Through accurate overhead maps, heavy lift engineers can obtain a bird’s-eye view of the entire jobsite, zooming in on specific obstacles to effectively mitigate risks. Surveying these images from the office, engineers can view power lines, bridges and pipelines. They can also capture height measurements through oblique imagery. Those measurements can then be verified by the onsite project foreman.
When making repairs or installing new equipment at an oil refinery, for example, crane location precision is pivotal. By viewing recently captured aerials of the refinery, engineers are able to identify optimal crane placement locations and capture specific radius measurement from the center pin of the crane to the location of the object(s) that will be hoisted. Engineers can more specifically determine the type and size of crane needed. Being able to make those determinations all from the office, without spending precious time out in the field, is not only convenient, but also a significant cost savings during the proposal stage.
2. Confirm ground conditions
Improper installation of a crane is one of the leading causes of catastrophic construction accidents. Unexpectedly soft, marshy or unlevel ground conditions not identified during initial onsite visits can hinder proper blocking and stabilization of any sized crane.
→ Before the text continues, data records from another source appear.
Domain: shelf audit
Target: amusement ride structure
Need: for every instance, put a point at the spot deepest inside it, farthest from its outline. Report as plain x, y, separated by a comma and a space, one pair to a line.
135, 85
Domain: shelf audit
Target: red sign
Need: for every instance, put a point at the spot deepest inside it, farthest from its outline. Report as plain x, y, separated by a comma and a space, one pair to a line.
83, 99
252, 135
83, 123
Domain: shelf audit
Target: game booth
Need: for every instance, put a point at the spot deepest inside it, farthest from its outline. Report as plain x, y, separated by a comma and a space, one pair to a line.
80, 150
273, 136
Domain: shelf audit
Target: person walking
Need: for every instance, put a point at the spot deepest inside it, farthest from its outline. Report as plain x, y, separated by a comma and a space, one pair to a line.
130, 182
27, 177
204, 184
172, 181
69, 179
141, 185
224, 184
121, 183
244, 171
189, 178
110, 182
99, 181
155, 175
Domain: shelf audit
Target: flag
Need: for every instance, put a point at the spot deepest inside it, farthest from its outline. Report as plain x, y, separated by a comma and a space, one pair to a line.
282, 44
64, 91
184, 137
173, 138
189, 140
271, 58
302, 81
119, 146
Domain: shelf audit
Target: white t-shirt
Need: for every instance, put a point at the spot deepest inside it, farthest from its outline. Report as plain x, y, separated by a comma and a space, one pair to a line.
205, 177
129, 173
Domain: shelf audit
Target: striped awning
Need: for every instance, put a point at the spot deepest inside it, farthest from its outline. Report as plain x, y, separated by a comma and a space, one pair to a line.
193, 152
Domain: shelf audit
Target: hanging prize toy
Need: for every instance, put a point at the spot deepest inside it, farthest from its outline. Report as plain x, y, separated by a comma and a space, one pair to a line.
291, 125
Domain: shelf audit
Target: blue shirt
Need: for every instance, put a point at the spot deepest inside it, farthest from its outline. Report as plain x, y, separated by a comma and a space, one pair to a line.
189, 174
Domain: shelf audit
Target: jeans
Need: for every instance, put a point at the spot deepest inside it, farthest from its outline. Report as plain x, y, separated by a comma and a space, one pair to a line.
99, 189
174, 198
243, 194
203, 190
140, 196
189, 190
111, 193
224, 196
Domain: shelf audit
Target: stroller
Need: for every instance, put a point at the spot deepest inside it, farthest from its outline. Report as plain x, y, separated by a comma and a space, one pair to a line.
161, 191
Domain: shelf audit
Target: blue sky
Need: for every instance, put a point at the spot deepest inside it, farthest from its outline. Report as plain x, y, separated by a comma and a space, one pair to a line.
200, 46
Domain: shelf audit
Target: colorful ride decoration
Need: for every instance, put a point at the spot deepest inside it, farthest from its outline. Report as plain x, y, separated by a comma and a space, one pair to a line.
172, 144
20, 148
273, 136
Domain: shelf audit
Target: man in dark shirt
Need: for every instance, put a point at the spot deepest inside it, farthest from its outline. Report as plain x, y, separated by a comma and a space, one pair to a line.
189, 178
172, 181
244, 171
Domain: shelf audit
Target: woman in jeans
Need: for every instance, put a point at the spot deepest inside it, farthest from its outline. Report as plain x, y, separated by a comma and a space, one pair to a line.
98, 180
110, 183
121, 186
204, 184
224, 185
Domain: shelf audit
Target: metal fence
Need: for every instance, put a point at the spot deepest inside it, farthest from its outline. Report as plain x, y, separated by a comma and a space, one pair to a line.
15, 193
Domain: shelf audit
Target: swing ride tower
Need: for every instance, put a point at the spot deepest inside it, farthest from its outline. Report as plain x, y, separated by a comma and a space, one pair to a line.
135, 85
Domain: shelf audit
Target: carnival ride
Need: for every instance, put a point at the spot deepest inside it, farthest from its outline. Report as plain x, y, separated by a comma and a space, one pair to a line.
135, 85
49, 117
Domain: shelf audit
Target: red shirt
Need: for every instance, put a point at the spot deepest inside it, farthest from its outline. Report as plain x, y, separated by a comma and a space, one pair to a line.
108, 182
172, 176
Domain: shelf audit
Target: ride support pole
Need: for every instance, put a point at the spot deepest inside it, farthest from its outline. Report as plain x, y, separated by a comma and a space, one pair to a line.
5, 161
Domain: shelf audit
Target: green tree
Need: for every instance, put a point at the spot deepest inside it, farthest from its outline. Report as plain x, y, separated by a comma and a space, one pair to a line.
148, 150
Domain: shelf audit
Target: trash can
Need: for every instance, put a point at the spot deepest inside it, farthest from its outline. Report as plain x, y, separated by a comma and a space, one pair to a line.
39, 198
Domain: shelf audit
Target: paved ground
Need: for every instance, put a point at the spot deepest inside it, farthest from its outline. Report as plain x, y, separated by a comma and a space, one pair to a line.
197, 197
Through aerial view maps captured at different times throughout the year, heavy lift engineers are able to thoroughly survey and assess ground conditions surrounding a worksite, observe possible flooding patterns and areas that tend to puddle heavily after rainstorms and identify any potential trees or shrubbery that might complicate crane sites.
Obviously, a heavy crane set on a marsh is going to sink, but if those ground conditions are identified in high resolution maps of the worksite, engineers will be able to reinforce the ground by deploying engineered crane pads and mats and additional stabilizers to shore up the equipment. They may even decide to adjust the size or type of crane they use. Ultimately, the added advantage of those seasonally captured aerial images leads to a safer work environment.
3. Keep on truckin’
Placement and erection of a crane often means deploying a convoy of trucks, each carrying vital components that will be assembled once onsite. With as many as 40 truckloads traveling highways and surface streets to the destination, a concerted effort is put into the navigation logistics.
With many of those trucks being classified as oversized loads, heavy lift engineers must map out each mile of roadway that the convoy will traverse, considering bridge height and weight restrictions, culverts, power lines on surface streets, overhanging tree branches and other obstacles once on the worksite.
While the most recent satellite images may be years out of date and pixelated, engineers can now survey the entire pathway before the trucks hit the road. The height of every bridge along the highway can easily and accurately be measured. Low power lines and tree branches can all be identified and circumvented, ensuring there are no unexpected surprises along the journey.
On approaching the staging yard, with the help of aerial maps, the project foreman can then effectively direct the order each truck should arrive for easiest buildup of the crane. With 40 truckloads for example, truck 8, 9 and 10 can safely arrive in the yard first and have their pieces of the crane puzzle unloaded, while the other trucks wait outside the often tight spaces in the yard. This logistical plan alleviates any safety hazards often caused by a large number of moving parts.
By using high-resolution aerial imagery, heavy lift engineers can now more effectively and efficiently identify worksite hazards and obstacles, assess ground stability and map out convoy and installation logistics.